Acknowledgments. The authors would like to thank all the study participants and also C. Orefice, C. Delgrande, C. Cox, C. Janot-Sardet, and S. Cacciaguerra for clinical, logistic and laboratory support; the investigative team from each participating center; C. Morgan and F. Aubin for statistical analysis; N. Pasqual and N. Plantier from ImmunId; and P. Tebas, J. Jacobson, and C. Bazin for serving as members of the Independent Safety Monitoring Committee.

Disclaimer. M. M. was the CEO and a shareholder of Cytheris SA. S. B. and T. C. are employees and shareholders of Cytheris SA.

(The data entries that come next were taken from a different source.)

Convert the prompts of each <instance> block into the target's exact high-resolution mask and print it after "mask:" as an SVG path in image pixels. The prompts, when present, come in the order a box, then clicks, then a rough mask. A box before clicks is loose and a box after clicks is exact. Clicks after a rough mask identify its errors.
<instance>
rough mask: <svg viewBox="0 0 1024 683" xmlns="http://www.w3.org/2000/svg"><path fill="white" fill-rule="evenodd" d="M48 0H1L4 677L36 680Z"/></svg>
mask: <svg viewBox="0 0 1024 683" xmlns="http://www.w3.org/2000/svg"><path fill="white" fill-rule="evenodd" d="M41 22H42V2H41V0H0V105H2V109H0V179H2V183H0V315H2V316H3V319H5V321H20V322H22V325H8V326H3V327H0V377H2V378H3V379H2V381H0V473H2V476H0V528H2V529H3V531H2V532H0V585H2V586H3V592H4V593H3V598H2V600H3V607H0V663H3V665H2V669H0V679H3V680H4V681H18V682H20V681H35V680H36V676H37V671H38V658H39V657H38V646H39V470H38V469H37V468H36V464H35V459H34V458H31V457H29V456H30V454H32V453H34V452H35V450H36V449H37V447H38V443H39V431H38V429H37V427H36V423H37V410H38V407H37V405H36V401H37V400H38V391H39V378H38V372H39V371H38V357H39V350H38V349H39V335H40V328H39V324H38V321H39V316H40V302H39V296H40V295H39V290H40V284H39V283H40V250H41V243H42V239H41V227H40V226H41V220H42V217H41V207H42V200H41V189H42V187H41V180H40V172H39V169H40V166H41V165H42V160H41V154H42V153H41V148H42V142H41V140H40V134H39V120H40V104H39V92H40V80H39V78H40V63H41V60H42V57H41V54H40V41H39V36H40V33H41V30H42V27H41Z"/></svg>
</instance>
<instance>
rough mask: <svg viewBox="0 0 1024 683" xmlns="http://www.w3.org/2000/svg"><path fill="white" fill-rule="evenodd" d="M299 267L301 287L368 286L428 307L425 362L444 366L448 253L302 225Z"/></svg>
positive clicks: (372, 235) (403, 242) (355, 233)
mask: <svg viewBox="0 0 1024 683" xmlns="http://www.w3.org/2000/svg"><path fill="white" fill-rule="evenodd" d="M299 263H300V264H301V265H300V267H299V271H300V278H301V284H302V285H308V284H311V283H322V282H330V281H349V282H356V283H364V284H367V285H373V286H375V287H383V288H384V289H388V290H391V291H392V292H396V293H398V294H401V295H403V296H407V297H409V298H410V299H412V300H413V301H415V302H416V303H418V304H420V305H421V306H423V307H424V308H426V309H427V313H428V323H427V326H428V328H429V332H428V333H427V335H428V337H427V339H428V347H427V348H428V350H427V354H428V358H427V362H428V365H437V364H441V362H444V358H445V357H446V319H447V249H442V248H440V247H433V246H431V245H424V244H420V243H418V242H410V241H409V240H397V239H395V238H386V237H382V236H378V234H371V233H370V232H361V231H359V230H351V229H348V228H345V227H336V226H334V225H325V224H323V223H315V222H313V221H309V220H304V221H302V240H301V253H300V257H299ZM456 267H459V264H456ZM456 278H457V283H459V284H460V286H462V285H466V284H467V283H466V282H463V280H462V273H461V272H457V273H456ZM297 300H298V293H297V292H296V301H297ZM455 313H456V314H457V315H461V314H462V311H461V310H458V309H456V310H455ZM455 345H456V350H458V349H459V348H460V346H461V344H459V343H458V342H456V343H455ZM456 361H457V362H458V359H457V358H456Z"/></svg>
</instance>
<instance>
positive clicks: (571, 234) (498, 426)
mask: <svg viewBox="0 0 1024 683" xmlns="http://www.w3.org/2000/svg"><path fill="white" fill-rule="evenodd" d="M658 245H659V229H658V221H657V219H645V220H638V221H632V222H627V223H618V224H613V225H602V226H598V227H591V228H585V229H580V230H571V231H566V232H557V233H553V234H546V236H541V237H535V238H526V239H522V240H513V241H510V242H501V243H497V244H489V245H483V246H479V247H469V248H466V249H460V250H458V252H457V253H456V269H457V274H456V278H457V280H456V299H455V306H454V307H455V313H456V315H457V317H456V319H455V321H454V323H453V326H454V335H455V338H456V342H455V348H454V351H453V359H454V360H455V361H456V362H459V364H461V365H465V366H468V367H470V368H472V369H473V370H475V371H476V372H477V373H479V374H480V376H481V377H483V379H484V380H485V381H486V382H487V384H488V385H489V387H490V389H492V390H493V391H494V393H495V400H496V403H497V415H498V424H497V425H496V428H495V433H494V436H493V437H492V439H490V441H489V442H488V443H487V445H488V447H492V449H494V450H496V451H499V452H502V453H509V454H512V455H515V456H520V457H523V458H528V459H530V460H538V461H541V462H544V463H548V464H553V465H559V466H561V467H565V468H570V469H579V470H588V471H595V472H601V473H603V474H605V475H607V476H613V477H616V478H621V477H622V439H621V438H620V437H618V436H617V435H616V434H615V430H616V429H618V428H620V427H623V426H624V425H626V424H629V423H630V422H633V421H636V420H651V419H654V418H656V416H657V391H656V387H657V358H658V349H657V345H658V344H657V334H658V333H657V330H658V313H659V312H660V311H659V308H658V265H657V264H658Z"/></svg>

Financial support. This work was supported by Cytheris SA, with the exception of the work of I. S., which was supported by the Intramural Research Program of the National Institute of Allergy and Infectious Diseases, National Institutes of Health.

Author contributions. Y. L., I. S. and M. M. L. designed the study, recruited and cared for participants, interpreted data, and prepared the manuscript. G. T., J. P. R., J. D. L., J. F. D., J. M. M, M. F., C. G. and B. R. participated in the study design, participant recruitment and care, data collection and interpretation, and manuscript preparation. C. R., V. A. F., J. F. P., R. P. S., and S. B. designed and executed experiments, collected, analyzed and interpreted data, and participated in manuscript preparation. R. T. analyzed and interpreted data, and assisted in manuscript preparation. M. M. S. B and T. C. assisted in the study design and execution, and manuscript preparation.

Potential conflicts of interest. All authors: No reported conflicts.

All authors have submitted the ICMJE Form for Disclosure of Potential Conflicts of Interest. Conflicts that the editors consider relevant to the content of the manuscript have been disclosed.